The artisans who participated are invited by the organization and change each year. These artisans are vetted by representatives of the Feria, with visits to workshops to see what is done, the quality and the make sure the wares are made by the artisans themselves. Some are already well known in Mexican folk art circles, such as those featured in works such as the Grand Masters of Mexican Folk Art, but others are completely unknown. Some are families who have done the craft for generations. As the purpose is to support the artisans, participants are not charged booth fees or a percentage of sales. Transportation of artisans is paid for by the Feria as well, with the same being housed by volunteer families in their homes. These families are mostly expats living in and near Chapala, and they not only provide beds, but also food and social outlets. The organization states that it helps to create inter-cultural bonds, and for many of the artisans, their first contact with the world outside their home. Some of the artisans are illiterate and many never have been out of their hometowns.

The Feria also incorporates musical events, dance performances, food and beverage tastings and had had talks by folk art experts such as Marta Turok, Susana Valadez and Marc Navarro. There have also been exhibitions of the making of objects and fashion shows to highlight the importance of traditional garments.

==History==
The idea for the Feria originated with Marianne Carlson, an American expat living in Chapala, Jalisco, who went to tour seventeen craft villages around Lake Patzcuaro in 2002. There she found craft traditions unknown to most people, and which instead were only sold in local markets and fairs.

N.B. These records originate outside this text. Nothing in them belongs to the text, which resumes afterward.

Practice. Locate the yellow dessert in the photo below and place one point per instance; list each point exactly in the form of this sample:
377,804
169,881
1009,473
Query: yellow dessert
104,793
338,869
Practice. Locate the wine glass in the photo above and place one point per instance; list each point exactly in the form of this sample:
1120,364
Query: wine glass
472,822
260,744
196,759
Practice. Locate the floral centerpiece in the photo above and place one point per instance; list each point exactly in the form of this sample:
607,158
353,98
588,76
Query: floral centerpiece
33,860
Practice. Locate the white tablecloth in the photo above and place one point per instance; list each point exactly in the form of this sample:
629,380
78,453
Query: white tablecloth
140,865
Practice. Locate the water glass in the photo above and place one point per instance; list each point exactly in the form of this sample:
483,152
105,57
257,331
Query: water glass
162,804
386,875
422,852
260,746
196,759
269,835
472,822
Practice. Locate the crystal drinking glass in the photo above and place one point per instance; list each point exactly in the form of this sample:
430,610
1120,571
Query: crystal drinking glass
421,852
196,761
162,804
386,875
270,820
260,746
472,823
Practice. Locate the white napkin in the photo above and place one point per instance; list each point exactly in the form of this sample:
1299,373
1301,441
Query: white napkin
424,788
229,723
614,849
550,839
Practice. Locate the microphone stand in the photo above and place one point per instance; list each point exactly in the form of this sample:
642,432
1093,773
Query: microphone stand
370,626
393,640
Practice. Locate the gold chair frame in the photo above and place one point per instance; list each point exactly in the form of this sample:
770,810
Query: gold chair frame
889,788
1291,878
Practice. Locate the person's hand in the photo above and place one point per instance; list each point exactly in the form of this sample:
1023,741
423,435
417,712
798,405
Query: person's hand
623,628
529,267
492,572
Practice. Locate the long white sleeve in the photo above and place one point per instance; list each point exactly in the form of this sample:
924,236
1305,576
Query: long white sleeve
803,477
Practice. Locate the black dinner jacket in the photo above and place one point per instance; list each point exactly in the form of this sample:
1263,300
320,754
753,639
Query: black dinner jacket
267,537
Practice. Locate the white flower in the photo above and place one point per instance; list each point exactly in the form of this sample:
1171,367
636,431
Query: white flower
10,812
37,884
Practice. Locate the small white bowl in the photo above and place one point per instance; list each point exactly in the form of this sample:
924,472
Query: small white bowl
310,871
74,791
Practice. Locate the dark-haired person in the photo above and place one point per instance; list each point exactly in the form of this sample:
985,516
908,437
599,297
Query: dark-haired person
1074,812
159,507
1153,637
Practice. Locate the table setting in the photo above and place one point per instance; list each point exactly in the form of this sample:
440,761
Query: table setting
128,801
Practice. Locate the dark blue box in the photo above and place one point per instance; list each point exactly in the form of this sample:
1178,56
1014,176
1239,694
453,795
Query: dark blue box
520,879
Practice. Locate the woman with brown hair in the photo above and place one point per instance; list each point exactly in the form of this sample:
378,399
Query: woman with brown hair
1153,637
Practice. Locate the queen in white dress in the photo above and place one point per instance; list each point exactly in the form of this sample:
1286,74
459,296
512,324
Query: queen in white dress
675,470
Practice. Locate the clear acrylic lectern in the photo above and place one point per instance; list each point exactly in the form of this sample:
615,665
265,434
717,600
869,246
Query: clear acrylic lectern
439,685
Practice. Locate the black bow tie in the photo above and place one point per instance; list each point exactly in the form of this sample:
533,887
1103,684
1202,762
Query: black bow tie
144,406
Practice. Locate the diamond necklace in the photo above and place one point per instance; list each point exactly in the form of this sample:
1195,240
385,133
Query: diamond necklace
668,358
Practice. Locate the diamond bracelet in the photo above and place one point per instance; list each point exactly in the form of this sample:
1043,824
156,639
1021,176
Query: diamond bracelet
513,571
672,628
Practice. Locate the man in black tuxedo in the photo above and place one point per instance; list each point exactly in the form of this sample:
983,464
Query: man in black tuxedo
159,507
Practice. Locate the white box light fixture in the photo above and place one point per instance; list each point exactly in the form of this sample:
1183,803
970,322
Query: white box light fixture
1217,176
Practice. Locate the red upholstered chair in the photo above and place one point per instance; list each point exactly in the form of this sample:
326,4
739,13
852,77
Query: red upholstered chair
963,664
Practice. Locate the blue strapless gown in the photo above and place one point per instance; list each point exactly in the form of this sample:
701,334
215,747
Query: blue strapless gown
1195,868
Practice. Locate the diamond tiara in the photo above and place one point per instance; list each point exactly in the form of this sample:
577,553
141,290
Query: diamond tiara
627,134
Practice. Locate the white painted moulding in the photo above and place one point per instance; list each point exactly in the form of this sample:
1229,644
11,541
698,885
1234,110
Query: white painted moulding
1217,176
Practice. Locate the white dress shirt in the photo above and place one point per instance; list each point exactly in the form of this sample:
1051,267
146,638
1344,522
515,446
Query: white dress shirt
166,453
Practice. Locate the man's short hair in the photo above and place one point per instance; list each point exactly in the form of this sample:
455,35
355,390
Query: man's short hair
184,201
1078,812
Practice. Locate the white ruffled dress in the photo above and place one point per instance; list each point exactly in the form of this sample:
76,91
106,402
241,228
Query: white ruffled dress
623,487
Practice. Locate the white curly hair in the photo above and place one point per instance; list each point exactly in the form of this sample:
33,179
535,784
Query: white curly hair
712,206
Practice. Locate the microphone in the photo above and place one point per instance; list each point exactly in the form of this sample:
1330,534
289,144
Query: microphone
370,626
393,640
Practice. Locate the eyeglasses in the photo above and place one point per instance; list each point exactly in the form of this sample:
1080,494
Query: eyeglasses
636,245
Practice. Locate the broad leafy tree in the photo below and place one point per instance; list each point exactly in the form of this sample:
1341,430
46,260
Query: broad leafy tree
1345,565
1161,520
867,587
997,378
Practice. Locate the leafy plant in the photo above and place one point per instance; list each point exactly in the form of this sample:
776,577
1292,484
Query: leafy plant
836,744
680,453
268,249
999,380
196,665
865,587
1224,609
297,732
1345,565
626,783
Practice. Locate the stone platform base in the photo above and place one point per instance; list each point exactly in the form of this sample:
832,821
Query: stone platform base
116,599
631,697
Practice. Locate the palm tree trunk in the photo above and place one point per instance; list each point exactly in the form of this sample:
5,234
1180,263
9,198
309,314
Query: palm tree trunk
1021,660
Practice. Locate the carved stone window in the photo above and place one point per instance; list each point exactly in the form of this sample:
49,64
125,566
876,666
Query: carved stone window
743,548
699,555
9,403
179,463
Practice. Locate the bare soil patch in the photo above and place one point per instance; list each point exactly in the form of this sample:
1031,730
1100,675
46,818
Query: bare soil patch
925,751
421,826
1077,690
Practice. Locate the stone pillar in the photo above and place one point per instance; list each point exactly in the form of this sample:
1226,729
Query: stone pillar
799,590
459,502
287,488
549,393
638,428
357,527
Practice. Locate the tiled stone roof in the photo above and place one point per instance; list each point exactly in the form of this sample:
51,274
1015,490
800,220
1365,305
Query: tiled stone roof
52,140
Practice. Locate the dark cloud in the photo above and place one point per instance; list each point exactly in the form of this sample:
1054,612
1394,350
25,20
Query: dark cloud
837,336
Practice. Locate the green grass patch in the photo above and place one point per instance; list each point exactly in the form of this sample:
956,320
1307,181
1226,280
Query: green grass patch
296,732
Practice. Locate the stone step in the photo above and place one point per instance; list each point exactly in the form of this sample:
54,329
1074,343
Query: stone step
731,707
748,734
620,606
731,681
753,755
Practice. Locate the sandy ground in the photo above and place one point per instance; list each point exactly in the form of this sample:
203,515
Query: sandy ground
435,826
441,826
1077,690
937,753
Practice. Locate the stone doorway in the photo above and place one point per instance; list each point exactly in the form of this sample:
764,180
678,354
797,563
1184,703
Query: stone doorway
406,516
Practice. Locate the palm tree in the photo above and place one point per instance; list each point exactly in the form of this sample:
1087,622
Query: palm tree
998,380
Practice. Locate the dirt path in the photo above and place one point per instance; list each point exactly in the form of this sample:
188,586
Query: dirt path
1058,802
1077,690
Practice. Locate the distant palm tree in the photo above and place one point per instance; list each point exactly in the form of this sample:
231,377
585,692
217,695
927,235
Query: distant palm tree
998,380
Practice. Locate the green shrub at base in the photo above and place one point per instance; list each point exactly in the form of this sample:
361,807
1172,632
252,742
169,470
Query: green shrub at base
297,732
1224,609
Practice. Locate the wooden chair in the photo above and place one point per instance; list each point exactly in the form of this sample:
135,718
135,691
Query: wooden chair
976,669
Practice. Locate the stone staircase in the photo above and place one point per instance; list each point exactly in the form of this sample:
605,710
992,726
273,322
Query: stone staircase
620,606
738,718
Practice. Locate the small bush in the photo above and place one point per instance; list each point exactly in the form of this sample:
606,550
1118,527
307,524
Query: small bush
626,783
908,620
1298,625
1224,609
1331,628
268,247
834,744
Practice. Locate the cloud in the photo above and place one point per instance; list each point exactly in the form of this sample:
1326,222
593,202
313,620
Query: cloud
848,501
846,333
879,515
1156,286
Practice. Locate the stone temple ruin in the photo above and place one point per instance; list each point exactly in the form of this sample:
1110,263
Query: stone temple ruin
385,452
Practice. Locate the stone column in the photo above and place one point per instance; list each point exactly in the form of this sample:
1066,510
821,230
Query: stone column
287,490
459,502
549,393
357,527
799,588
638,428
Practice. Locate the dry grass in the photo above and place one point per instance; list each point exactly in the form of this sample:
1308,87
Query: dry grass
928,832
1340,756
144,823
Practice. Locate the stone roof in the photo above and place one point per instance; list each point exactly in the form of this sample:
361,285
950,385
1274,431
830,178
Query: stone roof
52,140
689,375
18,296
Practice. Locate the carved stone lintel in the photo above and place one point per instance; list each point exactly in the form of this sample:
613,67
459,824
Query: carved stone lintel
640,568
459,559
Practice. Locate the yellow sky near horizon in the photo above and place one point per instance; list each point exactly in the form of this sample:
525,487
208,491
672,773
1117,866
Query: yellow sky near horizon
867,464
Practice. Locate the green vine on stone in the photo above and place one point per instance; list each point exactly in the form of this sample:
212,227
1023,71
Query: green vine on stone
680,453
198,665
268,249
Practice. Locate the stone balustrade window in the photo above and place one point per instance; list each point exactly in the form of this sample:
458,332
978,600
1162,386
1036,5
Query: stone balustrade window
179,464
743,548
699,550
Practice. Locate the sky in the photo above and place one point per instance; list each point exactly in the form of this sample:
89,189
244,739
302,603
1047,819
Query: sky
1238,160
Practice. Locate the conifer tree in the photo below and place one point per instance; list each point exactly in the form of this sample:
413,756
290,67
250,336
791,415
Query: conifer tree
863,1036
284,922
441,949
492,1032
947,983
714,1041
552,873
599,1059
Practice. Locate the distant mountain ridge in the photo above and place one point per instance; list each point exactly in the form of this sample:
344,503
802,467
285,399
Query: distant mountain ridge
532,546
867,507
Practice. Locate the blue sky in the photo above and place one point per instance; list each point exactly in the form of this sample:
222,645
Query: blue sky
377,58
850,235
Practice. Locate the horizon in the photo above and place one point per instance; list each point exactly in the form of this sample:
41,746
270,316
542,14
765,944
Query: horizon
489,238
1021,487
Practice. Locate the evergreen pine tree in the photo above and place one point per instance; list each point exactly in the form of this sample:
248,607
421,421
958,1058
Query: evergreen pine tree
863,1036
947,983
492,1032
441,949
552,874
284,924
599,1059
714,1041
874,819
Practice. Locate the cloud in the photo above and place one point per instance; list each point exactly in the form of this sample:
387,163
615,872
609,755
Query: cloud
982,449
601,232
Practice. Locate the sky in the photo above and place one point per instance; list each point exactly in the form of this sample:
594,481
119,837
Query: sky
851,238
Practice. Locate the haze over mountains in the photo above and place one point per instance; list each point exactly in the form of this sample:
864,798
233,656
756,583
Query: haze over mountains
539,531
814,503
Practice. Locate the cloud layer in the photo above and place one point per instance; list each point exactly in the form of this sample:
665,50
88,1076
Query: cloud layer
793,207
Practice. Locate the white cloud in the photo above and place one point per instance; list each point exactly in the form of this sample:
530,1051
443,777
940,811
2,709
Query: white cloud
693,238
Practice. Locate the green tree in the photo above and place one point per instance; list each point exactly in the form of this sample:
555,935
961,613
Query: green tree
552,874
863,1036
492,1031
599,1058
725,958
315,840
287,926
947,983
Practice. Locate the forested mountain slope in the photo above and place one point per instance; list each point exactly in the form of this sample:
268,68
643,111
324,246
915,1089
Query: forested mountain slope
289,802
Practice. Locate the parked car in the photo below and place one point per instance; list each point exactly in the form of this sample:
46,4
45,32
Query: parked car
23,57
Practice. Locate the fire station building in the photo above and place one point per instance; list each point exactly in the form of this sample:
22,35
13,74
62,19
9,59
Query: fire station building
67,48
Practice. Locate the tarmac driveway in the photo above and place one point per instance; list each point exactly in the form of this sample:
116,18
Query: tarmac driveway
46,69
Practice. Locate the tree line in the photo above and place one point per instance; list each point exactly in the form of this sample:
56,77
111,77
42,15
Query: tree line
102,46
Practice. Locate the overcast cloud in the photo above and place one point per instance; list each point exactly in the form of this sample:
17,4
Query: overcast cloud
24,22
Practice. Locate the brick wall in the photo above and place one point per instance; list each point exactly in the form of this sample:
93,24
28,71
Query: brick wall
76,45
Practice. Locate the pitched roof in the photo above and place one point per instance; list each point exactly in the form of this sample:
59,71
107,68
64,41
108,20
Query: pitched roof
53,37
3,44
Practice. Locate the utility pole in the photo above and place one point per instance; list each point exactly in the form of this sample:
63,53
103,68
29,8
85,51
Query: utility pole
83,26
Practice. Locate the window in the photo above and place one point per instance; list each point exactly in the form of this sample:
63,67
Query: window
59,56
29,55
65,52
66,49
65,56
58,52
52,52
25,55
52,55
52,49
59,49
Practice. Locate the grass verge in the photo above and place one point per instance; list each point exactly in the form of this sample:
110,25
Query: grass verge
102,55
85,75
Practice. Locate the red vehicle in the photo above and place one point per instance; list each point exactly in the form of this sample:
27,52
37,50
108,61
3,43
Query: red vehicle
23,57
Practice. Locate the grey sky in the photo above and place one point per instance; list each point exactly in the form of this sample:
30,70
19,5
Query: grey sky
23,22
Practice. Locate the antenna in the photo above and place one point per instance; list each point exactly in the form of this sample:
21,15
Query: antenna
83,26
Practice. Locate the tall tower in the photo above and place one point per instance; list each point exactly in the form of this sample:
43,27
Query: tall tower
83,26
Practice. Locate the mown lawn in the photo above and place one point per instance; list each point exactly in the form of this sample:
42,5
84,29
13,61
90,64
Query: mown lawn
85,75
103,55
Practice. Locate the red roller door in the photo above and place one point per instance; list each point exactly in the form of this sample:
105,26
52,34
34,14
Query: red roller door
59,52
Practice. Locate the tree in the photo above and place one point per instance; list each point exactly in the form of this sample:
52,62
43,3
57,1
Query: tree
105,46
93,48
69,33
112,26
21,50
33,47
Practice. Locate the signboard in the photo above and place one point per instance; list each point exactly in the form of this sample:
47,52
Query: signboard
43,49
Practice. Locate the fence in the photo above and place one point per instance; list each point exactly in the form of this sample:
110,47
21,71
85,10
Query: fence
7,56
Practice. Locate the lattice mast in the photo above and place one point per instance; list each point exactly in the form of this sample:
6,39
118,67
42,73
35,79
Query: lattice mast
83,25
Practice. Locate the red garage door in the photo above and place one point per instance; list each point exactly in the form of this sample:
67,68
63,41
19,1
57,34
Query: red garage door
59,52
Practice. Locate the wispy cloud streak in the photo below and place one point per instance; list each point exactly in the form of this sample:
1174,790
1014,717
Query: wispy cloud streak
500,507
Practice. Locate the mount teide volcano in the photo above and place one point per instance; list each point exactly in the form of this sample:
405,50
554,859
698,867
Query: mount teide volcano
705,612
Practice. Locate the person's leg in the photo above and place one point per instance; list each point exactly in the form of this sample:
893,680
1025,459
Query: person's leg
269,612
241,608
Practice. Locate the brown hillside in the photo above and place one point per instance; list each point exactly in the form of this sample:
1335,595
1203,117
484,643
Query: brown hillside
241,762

She decided to organize a handcrafts and folk art fair in Chapala later that same year, with thirteen artisans participating. The original idea was to begin it as a business, but after the first event, Carlson decided against this.

Since it began, the event has grown in size, both in volunteers and participating artisans, having had artisans from sixteen of Mexico’s 32 federal entities. The Feria association became a non-profit in 2008.

In 2012, the group sponsored the making of a giant cartonería (paper mache) alebrije by Alejandro Camacho of Xochimilco for the Mexico City Monumental Alebrije parade in 2012.